October 29, 2020
After he already broke with his distributor last year in the sluggish American market, Herman Verrelst, the top executive of the Mechelen diagnostic specialist Biocartis, has once again lost an important partner. The investor drops out.
sells Idylla machines – mini labs the size of a bread machine – and cartridges to labs and hospitals. A lab technician places a drop of blood, urine or body tissue in the cartridge and slides it into the Idylla like a cassette. The result is known about two hours later.
Herman Verrelst, who has been CEO of Biocartis since August 31, 2017, had great expectations for sales in the crucial American market in particular, but had to swallow a serious blow there last year. After all, he had to end 2019 Confess disappointing sales in the US market.
In that key market, Verrelst broke off relations with his important distribution partner Thermo Fisher Scientific. ‘We thought the advance in the US would go faster.
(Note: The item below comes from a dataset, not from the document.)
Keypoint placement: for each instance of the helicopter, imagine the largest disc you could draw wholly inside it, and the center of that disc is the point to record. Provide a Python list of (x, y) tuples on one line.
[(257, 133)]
We miscalculated, ‘Verrelst admitted in September 2019. Since then he tries with Biocartis on its own crack the complex American market.
A year later, Verrelst and co loses another strategic partner: Exact Sciences. Reason: ‘changed market conditions’.
Rewind to September 2017. Biocartis signs a strategic collaboration agreement with the American Genomic Health. This has since been taken over by the listed company Exact Sciences
The idea at the time was that Biocartis would develop a faster version of Genomic Health‘s breast cancer test. The American giant has a test on the market to indicate the correct treatment for breast cancer and called on the people of Mechelen to make a Biocartis version in a cartridge for the European market.
Thursday evening came the confirmation that it is over and out between Biocartis and Exact Sciences, ‘driven by the uncertain timing of a product launch due to the pandemic, and a decision by Exact Sciences to shift priorities to other initiatives. ‘said the press release. Earlier it became known that the collaboration with Genomic Health had been suspended due to the consequences of the corona pandemic.
According to Herman Verrelst, “The impact of this termination on future growth is limited, as the collaboration was limited to the European market in which we already offer an extensive menu of tests to our established customer base. This termination will not affect our ambitions to grow in the US and our export markets, nor our financial performance in 2020. ‘
Nevertheless, the end of the collaboration is seen as a new blot on the blazon of Biocartis CEO Verrelst. “This is another serious setback in the outlook,” says Degroof Petercam analyst Thomas Guillot. ‘We estimate the value of the collaboration with Genomic at 1.6 euros per share. The setback comes on top of the already weak balance sheet, in combination with a strong cash burn.
On the Brussels stock exchange, Biocartis tumbles down to almost 20 percent to 3.33 euros. That is close to the record low at the start of the pandemic, around 3 euros on 17 March, and 70 percent below the 11.50 euros that Biocartis debuted five years ago.